How to Build a Local RAG App with Ollama and ChromaDB in the R Programming Language

In order to retrieve information from a vector database, you must first embed your query text. The database compares your query's embedding with its stored embeddings to find and retrieve the most relevant document.

It's important to ensure that the dimensions (rows × columns) of your query embedding match those of the database embeddings. This alignment is achieved by using the same embedding model to generate your query.

Matching embeddings involves calculating the similarity (for example, cosine similarity) between the query and stored embeddings, identifying the closest match for effective retrieval.

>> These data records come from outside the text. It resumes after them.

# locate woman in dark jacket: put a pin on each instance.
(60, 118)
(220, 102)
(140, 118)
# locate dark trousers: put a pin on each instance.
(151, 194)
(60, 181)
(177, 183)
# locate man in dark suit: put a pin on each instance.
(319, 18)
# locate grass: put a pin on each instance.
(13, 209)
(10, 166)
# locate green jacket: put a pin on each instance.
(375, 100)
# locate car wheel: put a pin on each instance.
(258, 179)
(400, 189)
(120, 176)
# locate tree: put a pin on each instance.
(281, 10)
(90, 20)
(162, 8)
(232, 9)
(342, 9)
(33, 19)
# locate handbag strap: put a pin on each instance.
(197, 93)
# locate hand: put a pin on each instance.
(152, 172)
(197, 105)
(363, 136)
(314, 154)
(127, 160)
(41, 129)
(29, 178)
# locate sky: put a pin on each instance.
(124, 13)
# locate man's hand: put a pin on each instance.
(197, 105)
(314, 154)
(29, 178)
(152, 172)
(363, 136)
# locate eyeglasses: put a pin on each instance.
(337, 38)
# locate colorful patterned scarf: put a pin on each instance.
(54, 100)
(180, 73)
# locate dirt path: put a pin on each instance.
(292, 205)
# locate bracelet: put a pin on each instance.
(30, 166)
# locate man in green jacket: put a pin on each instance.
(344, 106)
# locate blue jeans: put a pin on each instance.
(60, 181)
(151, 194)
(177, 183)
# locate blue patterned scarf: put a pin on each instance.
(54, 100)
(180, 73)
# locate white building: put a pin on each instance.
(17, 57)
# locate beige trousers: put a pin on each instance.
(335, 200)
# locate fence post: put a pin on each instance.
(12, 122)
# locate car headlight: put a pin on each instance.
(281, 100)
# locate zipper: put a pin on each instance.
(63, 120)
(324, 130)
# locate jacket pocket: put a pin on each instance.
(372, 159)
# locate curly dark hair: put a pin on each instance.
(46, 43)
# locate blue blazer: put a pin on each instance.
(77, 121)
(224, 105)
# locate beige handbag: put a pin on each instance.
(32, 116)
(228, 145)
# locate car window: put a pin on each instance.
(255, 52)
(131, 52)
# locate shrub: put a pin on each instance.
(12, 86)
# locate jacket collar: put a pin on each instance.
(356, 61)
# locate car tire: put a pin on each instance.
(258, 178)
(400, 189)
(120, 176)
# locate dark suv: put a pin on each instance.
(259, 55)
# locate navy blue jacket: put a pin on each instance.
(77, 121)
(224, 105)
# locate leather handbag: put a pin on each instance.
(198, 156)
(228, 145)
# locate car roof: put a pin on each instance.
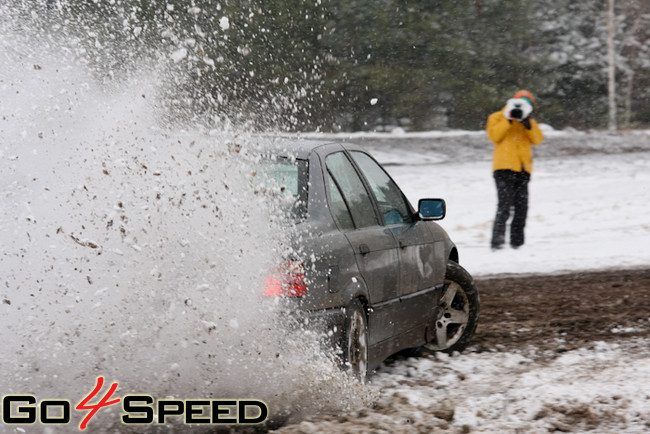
(300, 148)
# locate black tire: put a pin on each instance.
(355, 341)
(457, 313)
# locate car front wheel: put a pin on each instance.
(355, 341)
(457, 312)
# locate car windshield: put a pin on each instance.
(287, 178)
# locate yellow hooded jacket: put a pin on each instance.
(513, 143)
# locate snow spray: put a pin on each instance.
(134, 251)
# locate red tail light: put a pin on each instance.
(287, 281)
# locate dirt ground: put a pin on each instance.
(564, 311)
(551, 313)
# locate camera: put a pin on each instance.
(518, 109)
(517, 112)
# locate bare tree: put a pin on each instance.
(611, 64)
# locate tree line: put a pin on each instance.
(373, 65)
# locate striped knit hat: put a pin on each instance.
(525, 94)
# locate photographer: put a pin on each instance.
(513, 132)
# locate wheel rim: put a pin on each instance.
(358, 346)
(452, 316)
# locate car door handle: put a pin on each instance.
(364, 249)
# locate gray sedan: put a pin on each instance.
(376, 274)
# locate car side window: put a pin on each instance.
(338, 206)
(393, 205)
(352, 190)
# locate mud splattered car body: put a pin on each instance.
(377, 274)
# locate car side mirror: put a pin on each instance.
(432, 209)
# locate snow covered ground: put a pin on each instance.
(589, 210)
(121, 256)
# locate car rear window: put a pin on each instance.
(289, 177)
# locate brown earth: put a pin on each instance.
(564, 311)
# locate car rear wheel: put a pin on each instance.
(355, 341)
(456, 315)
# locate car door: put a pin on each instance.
(416, 246)
(374, 245)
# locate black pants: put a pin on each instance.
(512, 191)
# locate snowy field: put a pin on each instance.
(589, 204)
(126, 251)
(589, 210)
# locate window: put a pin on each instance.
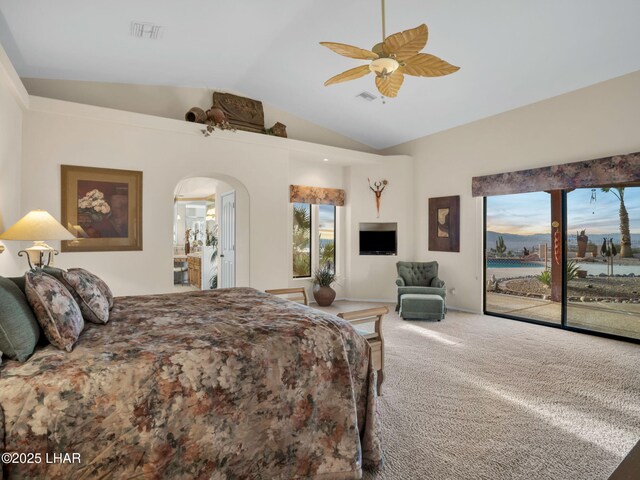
(314, 238)
(327, 236)
(301, 240)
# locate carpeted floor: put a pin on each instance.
(475, 397)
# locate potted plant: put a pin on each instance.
(323, 277)
(583, 241)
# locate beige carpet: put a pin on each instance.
(475, 397)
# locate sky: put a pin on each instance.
(327, 215)
(530, 213)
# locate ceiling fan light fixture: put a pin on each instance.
(384, 66)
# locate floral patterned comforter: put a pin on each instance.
(225, 384)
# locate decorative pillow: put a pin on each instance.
(93, 304)
(101, 284)
(56, 310)
(19, 331)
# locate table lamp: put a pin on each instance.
(37, 226)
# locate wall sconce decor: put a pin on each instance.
(377, 189)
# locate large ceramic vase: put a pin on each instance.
(324, 295)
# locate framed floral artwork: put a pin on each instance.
(444, 224)
(103, 208)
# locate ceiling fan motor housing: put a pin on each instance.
(384, 66)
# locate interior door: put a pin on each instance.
(228, 240)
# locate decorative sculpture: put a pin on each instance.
(231, 112)
(379, 188)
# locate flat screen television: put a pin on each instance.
(378, 239)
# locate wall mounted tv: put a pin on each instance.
(378, 239)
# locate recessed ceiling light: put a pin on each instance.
(146, 30)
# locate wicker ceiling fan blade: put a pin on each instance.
(350, 51)
(389, 85)
(407, 43)
(350, 74)
(426, 65)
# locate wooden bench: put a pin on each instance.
(375, 338)
(300, 292)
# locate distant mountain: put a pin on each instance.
(516, 242)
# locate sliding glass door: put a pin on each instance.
(603, 251)
(566, 258)
(518, 242)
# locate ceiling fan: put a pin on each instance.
(395, 56)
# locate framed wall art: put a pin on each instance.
(444, 224)
(103, 208)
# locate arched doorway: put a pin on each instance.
(210, 233)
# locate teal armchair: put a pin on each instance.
(419, 277)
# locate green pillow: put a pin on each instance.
(19, 330)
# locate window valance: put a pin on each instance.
(316, 195)
(593, 173)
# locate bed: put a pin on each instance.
(225, 384)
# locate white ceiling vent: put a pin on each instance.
(369, 97)
(146, 30)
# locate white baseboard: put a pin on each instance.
(372, 300)
(464, 310)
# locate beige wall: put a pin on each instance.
(168, 151)
(12, 103)
(173, 102)
(594, 122)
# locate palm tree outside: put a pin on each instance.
(625, 231)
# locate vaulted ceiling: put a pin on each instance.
(511, 53)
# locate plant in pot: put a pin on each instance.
(323, 277)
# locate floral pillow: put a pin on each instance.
(80, 283)
(57, 312)
(102, 286)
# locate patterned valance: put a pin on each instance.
(593, 173)
(323, 196)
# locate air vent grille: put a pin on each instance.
(146, 30)
(369, 97)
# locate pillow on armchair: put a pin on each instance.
(419, 277)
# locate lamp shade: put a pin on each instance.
(37, 225)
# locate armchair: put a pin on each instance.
(419, 277)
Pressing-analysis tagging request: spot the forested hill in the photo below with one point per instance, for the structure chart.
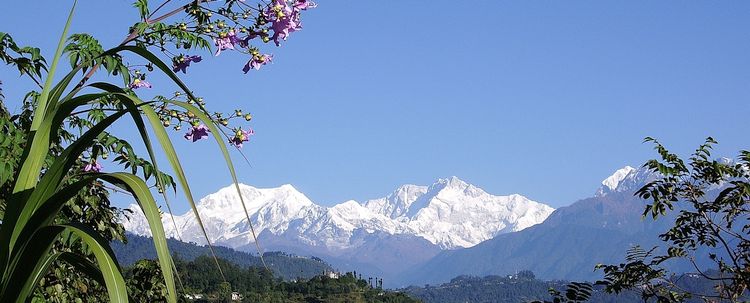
(284, 265)
(524, 287)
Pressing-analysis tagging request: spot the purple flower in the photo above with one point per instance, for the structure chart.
(257, 61)
(241, 137)
(284, 18)
(181, 63)
(304, 4)
(93, 167)
(226, 41)
(197, 132)
(138, 83)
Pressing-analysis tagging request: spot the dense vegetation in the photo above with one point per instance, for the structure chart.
(524, 287)
(255, 284)
(283, 265)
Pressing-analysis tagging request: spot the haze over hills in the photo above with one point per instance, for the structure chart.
(430, 234)
(382, 236)
(569, 243)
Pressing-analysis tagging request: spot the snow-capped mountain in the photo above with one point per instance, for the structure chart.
(625, 179)
(450, 214)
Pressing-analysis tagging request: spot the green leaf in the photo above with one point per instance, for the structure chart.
(143, 196)
(42, 105)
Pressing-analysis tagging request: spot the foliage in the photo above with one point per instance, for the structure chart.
(256, 284)
(711, 197)
(57, 221)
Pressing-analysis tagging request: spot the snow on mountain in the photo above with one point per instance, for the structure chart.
(450, 213)
(398, 202)
(455, 214)
(625, 179)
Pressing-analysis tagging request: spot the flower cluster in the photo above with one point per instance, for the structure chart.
(282, 17)
(241, 136)
(93, 167)
(197, 132)
(181, 63)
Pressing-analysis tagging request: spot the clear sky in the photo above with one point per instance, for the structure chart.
(541, 98)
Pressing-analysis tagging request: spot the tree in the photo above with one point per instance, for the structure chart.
(712, 198)
(56, 219)
(712, 201)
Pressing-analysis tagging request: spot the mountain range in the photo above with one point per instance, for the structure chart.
(382, 237)
(430, 234)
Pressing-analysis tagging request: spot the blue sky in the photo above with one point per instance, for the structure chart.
(541, 98)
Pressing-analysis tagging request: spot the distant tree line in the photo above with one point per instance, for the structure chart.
(255, 284)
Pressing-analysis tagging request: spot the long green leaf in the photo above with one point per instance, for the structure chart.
(140, 191)
(222, 146)
(106, 261)
(42, 104)
(171, 154)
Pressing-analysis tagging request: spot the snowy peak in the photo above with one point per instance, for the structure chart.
(612, 181)
(398, 202)
(450, 213)
(625, 179)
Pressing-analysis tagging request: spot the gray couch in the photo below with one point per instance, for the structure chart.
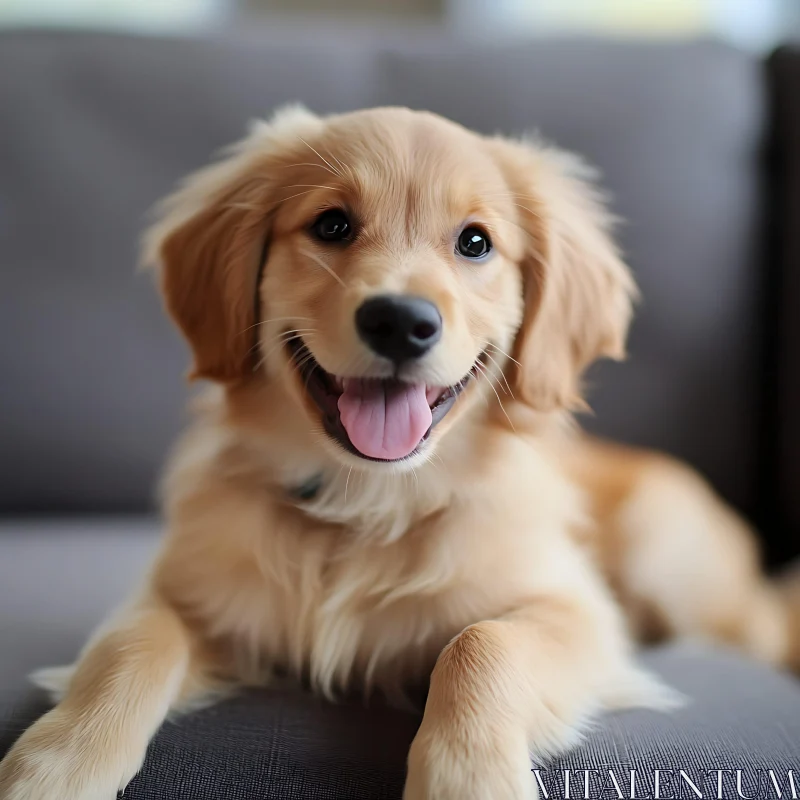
(94, 128)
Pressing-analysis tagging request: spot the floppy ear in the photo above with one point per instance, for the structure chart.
(210, 239)
(578, 292)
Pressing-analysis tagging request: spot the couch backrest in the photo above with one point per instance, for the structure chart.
(96, 127)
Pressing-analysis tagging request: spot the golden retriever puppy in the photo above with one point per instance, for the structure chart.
(385, 482)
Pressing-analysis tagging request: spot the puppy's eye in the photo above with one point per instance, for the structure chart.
(332, 226)
(473, 243)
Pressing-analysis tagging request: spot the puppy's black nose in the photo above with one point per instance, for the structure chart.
(398, 326)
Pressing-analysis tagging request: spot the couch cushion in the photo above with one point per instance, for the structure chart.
(285, 744)
(102, 125)
(58, 580)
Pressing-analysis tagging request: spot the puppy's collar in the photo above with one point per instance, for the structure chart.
(308, 490)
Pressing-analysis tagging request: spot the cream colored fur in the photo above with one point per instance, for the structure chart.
(510, 559)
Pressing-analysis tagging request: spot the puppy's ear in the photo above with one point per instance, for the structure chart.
(578, 292)
(210, 238)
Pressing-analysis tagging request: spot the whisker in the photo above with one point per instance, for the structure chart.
(502, 374)
(503, 353)
(311, 164)
(282, 338)
(347, 483)
(320, 263)
(311, 186)
(320, 155)
(274, 319)
(481, 369)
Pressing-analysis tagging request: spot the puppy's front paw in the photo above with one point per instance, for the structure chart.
(469, 765)
(54, 760)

Let’s write a function that allows us to embed a query which then queries similar documents using the generated embeddings. Wrapping it in a function makes it reusable.

  #sentence embeddings function and query
  question <- function(sentence){
    sentence_embeddings <- textEmbed(sentence,
                                     layers = 10:11,
                                     aggregation_from_layers_to_tokens = "concatenate",
                                     aggregation_from_tokens_to_texts = "mean",
                                     keep_token_embeddings = FALSE
    )

    # convert tibble to vector
    sentence_vec_embeddings <- unlist(sentence_embeddings, use.names = FALSE)
    sentence_vec_embeddings <- list(sentence_vec_embeddings)

    # Query similar documents using embeddings
    results <- query(
      client,
      "recipes_collection",
      query_embeddings = sentence_vec_embeddings ,
      n_results = 2
    )
    results

  }

This chunk of code is similar to how we have previously used the text_embed() function. The query() function is added to enable querying the vector database, particularly the recipes' collection, and returns the top two documents that closely match a user’s query.

Our function thus takes in a sentence as an argument and embeds the sentence to generate sentence embeddings. It then queries the database and returns two documents that match the query most.